College Board Unveils Major Changes to SAT

New SAT test includes efforts to gauge actual student learning

SAT-changesIt might be fair to describe the major changes that are coming in 2016 to the nation’s most-recognizable college-admissions test, the SAT, as “intense.”

In fact, understanding how the word “intense” is used properly in an essay is one of the sample questions that the College Board, which oversees the SAT, rolled out Wednesday to give students and educators an idea of how the admissions test will change in two years.

In addition to making the controversial essay portion optional, in its most sweeping overhaul in years the Princeton-based testing service said its new questions will be more geared toward gauging what students actually learned in high school, problem-solving, and reading comprehension in the real world.

That will mean the elimination of esoteric, polysyllabic vocabulary words, such as “propinquity (nearness), that have long been a hallmark of the exam.

New questions will be based on “words that students will use throughout their lives–in high school, college, and beyond,” the College Board said in posting some of the new sample questions on the internet. It added, “Requiring students to master relevant vocabulary will change the way they prepare for the exam. No longer will students use flash cards to memorize obscure words, only to forget them the minute they put their test pencils down.”

Education experts have said the College Board was facing pressure to overhaul the SAT because–while it remains the dominant college-admissions exam in the East–the test is losing ground in other parts of the country to the ACT exam, which markets itself as more closely tied to actual high school curriculums.

Just under 1.7 million students took the SAT last year, the largest number of takers in history, but about 1.8 million took the ACT, which surpassed the SAT for the first time in 2012.

The SAT changes also come as more states push to implement the shared nationwide curriculum standards known as the Common Core; one of the leading advocates for that classroom reform, David Coleman, is now the president and CEO of the College Board.

The radical change in vocabulary testing is just one part of the overhaul. The College Board also provided examples showing how the 2016 exam would better test students’ reasoning, or “command of evidence.” One illustration was an essay question analyzing an article titled, “Why Literature Matters.”

It also promises to “focus on math that matters most” in posing problems that test-takers are more likely to encounter in college or their careers.

Students are asked, in the sample questions, to use a scatter-plot graph to interpret the rise in Florida’s manatees, to show their understanding of a bar graph about traffic congestion, and to interpret the intent of a 1974 speech on presidential impeachment by U.S. Rep. Barbara Jordan before the resignation of President Richard M. Nixon.

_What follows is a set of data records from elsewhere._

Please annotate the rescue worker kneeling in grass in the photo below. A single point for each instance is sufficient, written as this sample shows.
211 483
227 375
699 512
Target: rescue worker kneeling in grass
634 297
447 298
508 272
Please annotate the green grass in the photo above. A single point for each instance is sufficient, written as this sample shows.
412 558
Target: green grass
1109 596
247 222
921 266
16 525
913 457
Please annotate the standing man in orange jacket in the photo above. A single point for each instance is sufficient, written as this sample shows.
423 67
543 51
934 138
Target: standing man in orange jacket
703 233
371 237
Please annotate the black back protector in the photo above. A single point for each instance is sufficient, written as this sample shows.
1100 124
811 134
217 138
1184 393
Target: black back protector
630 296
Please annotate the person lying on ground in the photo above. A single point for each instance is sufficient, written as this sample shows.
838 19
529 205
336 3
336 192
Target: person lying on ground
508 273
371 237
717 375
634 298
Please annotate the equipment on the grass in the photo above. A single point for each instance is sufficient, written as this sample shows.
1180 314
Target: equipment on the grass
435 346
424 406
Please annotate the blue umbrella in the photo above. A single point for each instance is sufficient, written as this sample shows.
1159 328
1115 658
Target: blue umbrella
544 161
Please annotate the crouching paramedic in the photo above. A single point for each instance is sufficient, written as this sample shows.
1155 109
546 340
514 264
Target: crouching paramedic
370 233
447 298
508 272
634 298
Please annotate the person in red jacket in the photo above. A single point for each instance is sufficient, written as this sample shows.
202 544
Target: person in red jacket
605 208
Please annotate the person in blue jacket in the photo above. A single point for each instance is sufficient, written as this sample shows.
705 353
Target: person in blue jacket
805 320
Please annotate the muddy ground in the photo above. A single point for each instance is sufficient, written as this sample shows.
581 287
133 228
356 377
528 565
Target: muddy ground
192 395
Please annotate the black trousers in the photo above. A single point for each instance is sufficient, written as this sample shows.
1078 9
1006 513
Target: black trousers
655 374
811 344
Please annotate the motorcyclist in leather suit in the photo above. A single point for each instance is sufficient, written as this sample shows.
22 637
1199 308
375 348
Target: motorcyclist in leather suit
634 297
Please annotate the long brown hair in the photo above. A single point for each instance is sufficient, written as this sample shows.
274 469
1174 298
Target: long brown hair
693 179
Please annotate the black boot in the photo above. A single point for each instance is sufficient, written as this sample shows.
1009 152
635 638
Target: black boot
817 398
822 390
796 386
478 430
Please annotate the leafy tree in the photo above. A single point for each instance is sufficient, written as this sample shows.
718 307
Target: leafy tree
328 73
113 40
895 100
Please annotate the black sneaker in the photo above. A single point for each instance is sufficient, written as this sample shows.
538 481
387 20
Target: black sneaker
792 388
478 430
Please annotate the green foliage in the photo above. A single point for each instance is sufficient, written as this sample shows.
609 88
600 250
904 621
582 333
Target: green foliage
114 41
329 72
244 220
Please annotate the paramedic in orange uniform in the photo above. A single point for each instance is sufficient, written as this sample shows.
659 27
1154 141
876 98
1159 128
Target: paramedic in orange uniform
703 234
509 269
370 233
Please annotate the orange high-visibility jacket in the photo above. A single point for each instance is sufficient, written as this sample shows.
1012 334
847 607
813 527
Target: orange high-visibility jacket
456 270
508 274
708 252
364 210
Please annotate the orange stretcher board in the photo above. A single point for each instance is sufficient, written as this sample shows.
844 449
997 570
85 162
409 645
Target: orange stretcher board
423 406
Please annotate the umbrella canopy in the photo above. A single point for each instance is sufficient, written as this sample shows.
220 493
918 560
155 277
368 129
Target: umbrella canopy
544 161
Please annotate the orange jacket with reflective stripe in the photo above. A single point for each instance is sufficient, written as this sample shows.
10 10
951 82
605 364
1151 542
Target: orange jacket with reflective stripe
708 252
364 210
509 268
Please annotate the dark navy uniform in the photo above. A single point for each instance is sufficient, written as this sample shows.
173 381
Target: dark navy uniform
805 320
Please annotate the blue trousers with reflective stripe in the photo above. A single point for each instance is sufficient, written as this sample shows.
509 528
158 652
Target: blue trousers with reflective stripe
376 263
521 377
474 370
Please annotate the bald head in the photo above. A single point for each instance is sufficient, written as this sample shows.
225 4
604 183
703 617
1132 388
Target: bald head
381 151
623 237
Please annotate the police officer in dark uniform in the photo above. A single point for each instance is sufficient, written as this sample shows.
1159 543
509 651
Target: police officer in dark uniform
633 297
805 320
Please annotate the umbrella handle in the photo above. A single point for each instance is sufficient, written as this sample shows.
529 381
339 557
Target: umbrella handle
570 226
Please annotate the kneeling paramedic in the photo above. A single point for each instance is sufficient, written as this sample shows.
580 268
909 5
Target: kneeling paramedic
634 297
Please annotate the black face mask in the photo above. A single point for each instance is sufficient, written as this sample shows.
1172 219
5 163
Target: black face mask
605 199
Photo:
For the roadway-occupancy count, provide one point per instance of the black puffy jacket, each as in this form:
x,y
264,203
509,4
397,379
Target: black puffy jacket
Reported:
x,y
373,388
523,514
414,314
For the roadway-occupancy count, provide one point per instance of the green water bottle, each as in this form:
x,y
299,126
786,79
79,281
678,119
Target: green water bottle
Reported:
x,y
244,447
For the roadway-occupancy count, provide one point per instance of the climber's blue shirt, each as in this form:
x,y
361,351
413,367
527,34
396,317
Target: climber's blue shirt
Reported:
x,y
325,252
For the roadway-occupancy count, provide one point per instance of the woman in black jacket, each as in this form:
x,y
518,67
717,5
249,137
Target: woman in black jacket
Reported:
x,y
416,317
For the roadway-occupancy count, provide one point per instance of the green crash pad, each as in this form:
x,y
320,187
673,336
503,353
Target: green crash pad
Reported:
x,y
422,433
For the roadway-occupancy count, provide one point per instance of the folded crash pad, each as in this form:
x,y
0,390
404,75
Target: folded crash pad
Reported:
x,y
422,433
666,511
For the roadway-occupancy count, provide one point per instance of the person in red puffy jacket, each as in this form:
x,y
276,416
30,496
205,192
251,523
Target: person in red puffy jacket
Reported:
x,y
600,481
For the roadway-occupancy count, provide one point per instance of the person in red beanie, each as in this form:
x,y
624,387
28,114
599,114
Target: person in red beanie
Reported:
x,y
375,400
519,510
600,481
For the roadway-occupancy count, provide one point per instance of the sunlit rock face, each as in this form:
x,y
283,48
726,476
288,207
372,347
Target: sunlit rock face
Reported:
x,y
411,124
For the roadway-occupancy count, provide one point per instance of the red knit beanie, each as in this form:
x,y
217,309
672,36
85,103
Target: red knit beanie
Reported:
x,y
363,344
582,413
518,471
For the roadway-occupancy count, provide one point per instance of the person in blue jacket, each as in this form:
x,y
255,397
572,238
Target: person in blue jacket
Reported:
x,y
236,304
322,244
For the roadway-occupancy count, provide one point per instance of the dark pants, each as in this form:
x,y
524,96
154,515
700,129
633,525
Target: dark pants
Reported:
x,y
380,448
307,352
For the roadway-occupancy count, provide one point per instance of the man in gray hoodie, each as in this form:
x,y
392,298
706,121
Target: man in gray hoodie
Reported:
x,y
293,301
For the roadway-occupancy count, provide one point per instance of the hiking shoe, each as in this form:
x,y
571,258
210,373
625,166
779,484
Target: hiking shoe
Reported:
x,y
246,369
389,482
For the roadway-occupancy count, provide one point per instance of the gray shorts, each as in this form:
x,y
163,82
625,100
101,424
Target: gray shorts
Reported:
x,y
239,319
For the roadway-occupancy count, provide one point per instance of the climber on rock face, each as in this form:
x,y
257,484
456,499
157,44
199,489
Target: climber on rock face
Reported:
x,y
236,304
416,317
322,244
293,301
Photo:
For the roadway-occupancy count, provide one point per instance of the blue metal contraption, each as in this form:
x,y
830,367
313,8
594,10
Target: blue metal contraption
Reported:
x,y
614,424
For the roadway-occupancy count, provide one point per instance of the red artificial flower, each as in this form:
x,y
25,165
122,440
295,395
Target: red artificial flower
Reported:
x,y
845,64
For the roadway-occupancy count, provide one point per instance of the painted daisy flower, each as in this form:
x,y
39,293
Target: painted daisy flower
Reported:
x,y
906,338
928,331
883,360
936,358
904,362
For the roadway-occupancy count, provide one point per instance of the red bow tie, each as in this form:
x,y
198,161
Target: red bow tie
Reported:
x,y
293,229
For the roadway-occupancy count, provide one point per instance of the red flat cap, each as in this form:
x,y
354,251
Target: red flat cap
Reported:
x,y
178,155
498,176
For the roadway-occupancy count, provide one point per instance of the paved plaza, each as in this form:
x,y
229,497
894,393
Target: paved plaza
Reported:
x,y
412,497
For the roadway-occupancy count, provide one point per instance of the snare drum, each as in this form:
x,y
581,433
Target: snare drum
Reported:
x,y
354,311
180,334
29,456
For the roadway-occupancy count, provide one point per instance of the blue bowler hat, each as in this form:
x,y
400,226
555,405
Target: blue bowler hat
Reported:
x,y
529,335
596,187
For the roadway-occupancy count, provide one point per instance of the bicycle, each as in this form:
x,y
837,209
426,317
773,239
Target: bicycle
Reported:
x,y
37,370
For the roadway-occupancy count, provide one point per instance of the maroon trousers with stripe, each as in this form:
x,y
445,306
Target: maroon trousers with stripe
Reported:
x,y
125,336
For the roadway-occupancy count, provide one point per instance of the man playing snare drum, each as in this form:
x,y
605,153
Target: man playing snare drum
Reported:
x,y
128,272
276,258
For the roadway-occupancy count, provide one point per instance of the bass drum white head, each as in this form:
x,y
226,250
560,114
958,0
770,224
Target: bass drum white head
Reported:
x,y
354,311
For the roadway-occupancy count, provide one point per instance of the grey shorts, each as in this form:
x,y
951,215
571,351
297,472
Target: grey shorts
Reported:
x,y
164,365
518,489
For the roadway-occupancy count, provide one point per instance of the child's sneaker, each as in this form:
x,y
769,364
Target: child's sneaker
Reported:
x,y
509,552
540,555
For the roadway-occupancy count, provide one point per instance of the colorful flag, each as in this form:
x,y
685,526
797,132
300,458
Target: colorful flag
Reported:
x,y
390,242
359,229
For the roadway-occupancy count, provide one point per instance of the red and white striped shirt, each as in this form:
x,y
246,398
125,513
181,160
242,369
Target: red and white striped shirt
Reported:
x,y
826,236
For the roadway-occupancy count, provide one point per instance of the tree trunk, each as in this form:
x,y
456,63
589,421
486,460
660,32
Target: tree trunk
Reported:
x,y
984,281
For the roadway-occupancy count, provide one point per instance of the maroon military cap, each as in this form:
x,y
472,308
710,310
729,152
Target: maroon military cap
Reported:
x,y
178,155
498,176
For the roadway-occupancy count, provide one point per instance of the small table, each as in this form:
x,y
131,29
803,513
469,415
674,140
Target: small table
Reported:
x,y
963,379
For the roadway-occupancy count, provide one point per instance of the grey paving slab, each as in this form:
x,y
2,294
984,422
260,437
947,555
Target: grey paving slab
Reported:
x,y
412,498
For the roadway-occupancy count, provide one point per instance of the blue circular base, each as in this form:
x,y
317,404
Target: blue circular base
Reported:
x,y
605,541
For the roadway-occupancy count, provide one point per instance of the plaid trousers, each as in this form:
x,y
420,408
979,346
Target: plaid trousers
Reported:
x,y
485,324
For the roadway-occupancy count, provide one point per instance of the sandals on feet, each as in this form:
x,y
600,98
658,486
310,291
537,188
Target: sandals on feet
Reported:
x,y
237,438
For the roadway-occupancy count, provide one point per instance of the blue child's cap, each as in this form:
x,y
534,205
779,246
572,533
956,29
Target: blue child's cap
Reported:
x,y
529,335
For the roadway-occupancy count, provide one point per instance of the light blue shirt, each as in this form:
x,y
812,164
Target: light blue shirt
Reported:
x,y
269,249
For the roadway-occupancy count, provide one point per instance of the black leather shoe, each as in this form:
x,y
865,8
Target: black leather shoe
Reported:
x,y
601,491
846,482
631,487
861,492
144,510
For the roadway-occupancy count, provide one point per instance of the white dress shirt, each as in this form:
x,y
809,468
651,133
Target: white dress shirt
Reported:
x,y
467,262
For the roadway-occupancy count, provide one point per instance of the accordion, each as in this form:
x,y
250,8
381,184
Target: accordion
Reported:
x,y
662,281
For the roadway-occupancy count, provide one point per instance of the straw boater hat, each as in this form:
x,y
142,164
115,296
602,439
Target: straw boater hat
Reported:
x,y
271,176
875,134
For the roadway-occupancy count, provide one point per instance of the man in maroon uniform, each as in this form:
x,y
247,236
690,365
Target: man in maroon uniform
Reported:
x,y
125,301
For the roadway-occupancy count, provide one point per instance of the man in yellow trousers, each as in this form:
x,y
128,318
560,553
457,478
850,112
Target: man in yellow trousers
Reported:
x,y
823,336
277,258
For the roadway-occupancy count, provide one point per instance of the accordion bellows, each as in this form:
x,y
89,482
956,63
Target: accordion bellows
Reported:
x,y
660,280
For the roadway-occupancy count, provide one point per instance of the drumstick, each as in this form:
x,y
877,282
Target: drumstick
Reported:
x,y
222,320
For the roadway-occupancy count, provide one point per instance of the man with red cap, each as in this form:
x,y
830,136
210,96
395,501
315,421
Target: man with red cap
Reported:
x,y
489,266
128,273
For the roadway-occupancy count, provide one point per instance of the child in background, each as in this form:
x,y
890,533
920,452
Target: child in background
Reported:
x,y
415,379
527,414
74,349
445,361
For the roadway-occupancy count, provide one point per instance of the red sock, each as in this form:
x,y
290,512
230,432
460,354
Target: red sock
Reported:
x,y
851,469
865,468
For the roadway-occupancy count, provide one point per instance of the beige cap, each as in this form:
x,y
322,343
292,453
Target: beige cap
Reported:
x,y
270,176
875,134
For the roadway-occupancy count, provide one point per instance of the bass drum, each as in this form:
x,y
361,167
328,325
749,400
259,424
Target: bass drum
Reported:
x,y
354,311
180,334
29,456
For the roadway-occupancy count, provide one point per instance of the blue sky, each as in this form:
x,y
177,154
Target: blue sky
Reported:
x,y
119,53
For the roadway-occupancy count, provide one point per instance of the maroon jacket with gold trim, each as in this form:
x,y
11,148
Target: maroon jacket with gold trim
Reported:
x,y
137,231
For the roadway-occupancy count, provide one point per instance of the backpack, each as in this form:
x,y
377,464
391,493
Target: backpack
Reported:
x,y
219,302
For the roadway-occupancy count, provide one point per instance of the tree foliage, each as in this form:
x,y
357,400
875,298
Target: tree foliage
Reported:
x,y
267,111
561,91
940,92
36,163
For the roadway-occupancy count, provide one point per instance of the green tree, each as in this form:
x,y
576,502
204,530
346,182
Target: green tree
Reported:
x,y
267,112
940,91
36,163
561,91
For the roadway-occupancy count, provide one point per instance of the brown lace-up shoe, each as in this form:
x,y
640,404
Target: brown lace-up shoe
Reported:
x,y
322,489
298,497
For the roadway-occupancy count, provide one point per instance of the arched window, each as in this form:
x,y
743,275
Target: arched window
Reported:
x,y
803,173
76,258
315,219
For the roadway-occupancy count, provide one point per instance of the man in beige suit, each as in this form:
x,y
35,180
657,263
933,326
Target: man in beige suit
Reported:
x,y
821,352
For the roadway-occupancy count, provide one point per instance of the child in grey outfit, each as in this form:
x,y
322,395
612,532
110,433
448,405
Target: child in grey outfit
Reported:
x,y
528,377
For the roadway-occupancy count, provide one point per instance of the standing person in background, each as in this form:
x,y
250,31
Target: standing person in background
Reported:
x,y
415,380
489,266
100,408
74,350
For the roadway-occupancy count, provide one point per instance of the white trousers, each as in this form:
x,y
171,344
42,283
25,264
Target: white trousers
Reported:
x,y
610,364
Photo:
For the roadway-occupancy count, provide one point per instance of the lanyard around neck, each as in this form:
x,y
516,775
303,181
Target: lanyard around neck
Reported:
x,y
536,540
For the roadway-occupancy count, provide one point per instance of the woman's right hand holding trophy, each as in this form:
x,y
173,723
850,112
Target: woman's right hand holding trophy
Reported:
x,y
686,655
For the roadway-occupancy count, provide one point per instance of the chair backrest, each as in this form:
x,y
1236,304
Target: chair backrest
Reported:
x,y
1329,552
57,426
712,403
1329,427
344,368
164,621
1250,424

The pending overhaul of the SAT, which will be given to students in the spring of 2016, was first announced last month.

These represent the first SAT changes since 2005, when the essay was added and analogy questions were removed. In 1994 antonym questions were removed and calculators were allowed. The test was first used in 1926.

Officials also said that in the new test, students will no longer be penalized for offering a wrong answer, which encouraged test-takers to leave questions blank rather than venturing guesses.

Robert Schaeffer of the National Center for Fair and Open Testing, a group that has long been critical of the SAT’s prominence in university admissions, said the changes unveiled Wednesday do not alter the center’s view that the exam is a poor tool for deciding who gets accepted by colleges. He argues that high school grades remain the best predictor of college performance.

“Our conclusion is that this is cosmetic surgery done to make the 2016 model SAT look more attractive so it can better compete with ACT,” Schaeffer said. “Nowhere does it say this test will be a better predictor of college performance or that it will level the playing field for women, minorities, and older students, and that it will be less susceptible to high-priced personalized coaching.”

“We all feel like this test is going to favor the educationally privileged because it’s a curriculum-based test and because the curriculum is going to be more reinforced in the better schools,” said Matthew Joseph, founder of MJ Test Prep in Bryn Mawr.

He said the reasoning-based skills gave students who didn’t go to high-achieving schools a better shot. Now, he said, the SAT will be “very similar to the ACT.”

A leader at Lancaster’s Franklin and Marshall College–one of about 30 in Pennsylvania that does not require standardized tests for admission–praised the overhaul.

Julie Kerich, director of admissions, said the revision should eliminate some of the advantages once held by more affluent students who could afford the best test-preparation classes.

Said Kerich, “I think it’s going to be more knowledge that you learn vs. strategies that you can figure out.”